Table of Contents
Oxford Nanopore Sequencing Data Files
File Types
Your files from Oxford Nanopore Technologies (ONT) sequencing are not quite as straightforward as for Illumina sequencing. The format depends on the type of experiment.
BAM Files
If capturing base modifications is necessary for your sequencing you will receive your data as unaligned BAM files.
FASTQ Files
If your experiment doesn't require the capture of base modifications, you will receive gzip compressed FASTQ files.
Pod5 Files
Pod5 is a proprietary format developed by Oxford Nanopore. It can be considered an intermediate format, but can also be reprocessed in a way that the Illumina intermediate files cannot. Thus we always deliver the Pod5 files as produced by the sequencer with the BAM or FASTQ data.
File Naming
The ONT data files have an additional component to them, here referred to as <hash>. This is an arbitrary hexadecimal number generated by the sequencer and put into the run identifier. For example, in 20240521_1826_1C_PAW28166_38d23152 the hash is 38d23152. This is required because an ONT run can be stopped and restarted with the same pool and flowcell, and in such a case the files produced would overwrite one another on the FTP site and when downloaded with clarity-tools.jar.
In all other respects, the files will be named using the same pattern as files from Illumina sequencing:
<SLX>.<barcode>.<flowcell>.<hash>.s_<lane>.r_<read>.bam <SLX>.<barcode>.<flowcell>.<hash>.s_<lane>.md5sums.txt <SLX>.<flowcell>.<hash>.s_<lane>.lostreads.bam <SLX>.<flowcell>.<hash>.s_<lane>.lostreads.md5sums.txt
It is more likely that there is no barcoding on the PromethION than on the Illumina instruments, in which case the files will be:
<SLX>.NoIndex.<flowcell>.<hash>.s_<lane>.r_<read>.bam <SLX>.NoIndex.<flowcell>.<hash>.md5sums.txt
The Pod5 files are delivered in a TAR file. The structure inside this file is the directory structure of the run's pod5 directory.

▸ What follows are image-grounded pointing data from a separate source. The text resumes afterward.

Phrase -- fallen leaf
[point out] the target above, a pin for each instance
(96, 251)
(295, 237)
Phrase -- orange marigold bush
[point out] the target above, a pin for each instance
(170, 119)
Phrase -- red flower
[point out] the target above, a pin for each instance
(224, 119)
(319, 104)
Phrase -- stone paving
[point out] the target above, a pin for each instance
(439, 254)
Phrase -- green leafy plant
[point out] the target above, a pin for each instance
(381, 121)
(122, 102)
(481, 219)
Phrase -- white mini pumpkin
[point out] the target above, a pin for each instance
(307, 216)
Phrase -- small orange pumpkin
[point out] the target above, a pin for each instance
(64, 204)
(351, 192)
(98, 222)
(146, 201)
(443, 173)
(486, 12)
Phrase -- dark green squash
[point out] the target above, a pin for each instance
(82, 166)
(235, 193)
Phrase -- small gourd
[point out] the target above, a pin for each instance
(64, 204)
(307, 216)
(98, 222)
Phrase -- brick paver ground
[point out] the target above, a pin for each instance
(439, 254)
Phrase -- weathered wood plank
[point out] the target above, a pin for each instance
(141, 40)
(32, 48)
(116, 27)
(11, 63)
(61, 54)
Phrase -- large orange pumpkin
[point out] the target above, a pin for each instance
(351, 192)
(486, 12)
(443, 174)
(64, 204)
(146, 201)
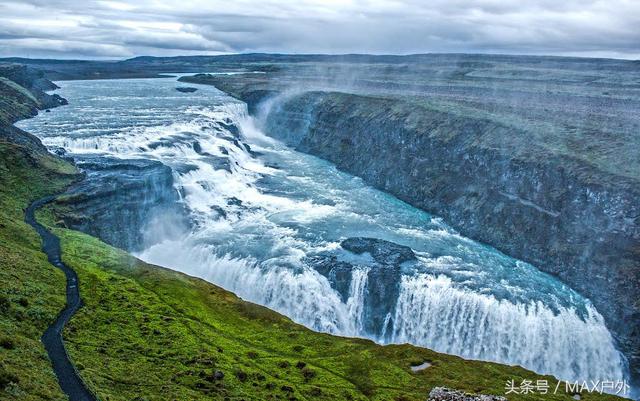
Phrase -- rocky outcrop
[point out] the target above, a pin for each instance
(446, 394)
(21, 96)
(186, 89)
(504, 166)
(126, 203)
(554, 213)
(383, 261)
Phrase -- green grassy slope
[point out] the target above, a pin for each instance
(32, 291)
(148, 333)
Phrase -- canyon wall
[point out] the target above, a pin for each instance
(487, 180)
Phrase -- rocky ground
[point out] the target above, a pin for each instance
(145, 332)
(535, 156)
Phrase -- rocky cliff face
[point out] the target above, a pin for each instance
(551, 213)
(383, 273)
(564, 199)
(22, 94)
(124, 202)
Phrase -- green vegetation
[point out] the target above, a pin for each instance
(31, 290)
(148, 333)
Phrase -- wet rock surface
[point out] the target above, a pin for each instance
(548, 177)
(123, 201)
(382, 261)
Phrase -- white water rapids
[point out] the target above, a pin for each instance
(253, 224)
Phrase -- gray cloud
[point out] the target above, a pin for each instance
(117, 29)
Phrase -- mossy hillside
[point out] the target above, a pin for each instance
(150, 333)
(32, 291)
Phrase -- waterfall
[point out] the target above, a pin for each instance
(433, 313)
(256, 212)
(355, 303)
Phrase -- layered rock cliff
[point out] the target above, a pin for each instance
(552, 182)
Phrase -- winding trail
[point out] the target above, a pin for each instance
(68, 377)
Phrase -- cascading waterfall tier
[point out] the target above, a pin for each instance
(258, 211)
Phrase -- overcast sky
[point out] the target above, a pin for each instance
(122, 29)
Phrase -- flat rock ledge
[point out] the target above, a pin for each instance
(446, 394)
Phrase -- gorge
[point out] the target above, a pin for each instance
(210, 195)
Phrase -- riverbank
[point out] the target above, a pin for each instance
(507, 158)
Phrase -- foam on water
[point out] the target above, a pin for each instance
(258, 211)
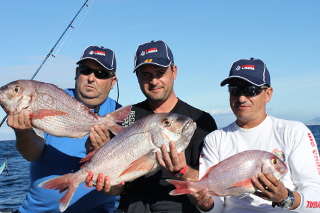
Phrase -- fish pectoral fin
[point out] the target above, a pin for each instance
(87, 158)
(144, 163)
(245, 183)
(42, 113)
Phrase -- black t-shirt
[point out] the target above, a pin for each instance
(156, 187)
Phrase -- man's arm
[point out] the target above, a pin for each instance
(28, 143)
(175, 162)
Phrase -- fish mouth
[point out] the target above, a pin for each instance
(188, 125)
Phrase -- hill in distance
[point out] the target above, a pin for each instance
(315, 121)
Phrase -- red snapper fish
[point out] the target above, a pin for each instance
(130, 154)
(233, 175)
(54, 111)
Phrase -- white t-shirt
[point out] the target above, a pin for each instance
(290, 140)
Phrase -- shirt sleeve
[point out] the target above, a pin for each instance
(304, 164)
(209, 158)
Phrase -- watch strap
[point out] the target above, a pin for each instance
(180, 173)
(287, 202)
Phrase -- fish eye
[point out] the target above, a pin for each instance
(16, 89)
(166, 122)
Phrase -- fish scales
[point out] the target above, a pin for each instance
(233, 175)
(130, 154)
(54, 111)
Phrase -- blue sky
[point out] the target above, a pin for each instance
(206, 37)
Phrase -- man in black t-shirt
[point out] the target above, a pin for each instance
(156, 72)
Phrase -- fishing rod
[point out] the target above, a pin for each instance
(52, 49)
(4, 164)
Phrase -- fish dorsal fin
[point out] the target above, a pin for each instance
(144, 163)
(245, 183)
(42, 113)
(207, 172)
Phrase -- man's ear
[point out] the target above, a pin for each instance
(269, 94)
(77, 73)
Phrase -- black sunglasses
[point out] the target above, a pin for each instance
(246, 90)
(101, 74)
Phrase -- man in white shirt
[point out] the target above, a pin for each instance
(299, 190)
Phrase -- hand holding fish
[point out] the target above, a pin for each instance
(202, 200)
(29, 144)
(272, 189)
(99, 135)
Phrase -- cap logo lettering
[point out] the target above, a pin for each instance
(247, 67)
(97, 53)
(151, 50)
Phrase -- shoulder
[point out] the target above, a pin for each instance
(203, 119)
(70, 91)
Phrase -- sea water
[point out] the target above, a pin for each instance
(13, 187)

<SLX>.<flowcell>.<hash>.s_<lane>.pod5.tar <SLX>.<flowcell>.<hash>.s_<lane>.pod5.tar.md5sums.txt
File Retention
This section is only relevant for CRUK-CI researchers. External users of the service will be able to retrieve their files from the FTP site for thirty days as normal.
Thus far we keep CRUK-CI groups' sequencing data in the archive forever. This is not going to be completely the case for ONT sequencing.
We will keep the BAM or FASTQ files indefinitely.
The Pod5 files will be kept only until the tier two storage fills up and we need to move older runs to the archive. This is a minimum of one month and normally a maximum of seven months, depending on the volume of data coming out of the sequencing service. If you want to keep the Pod5 files for longer, it is your responsibility to take a copy and arrange your own storage for them. You should consider that they will be available for a month: they might be around longer, but they may not.
The Pod5 files are large: typically nine times the size of the equivalent BAM. It is not practical to keep these files in the archive just in case they might be needed later.
Supporting Tools
Oxford Nanopore have produced a library for reading and processing Pod5 files. The documentation for this library is https://pod5-file-format.readthedocs.io and its home on Github is https://github.com/nanoporetech/pod5-file-format.
The library comes with some Python tools around the C++ core that allow you to manipulate the files. There is one shortcoming in the tool set though: the ability to easily split a large Pod5 file into chunks of a fixed size (by number of reads). We have created a tool for this job, which is available at https://github.com/crukci-bioinformatics/pod5split.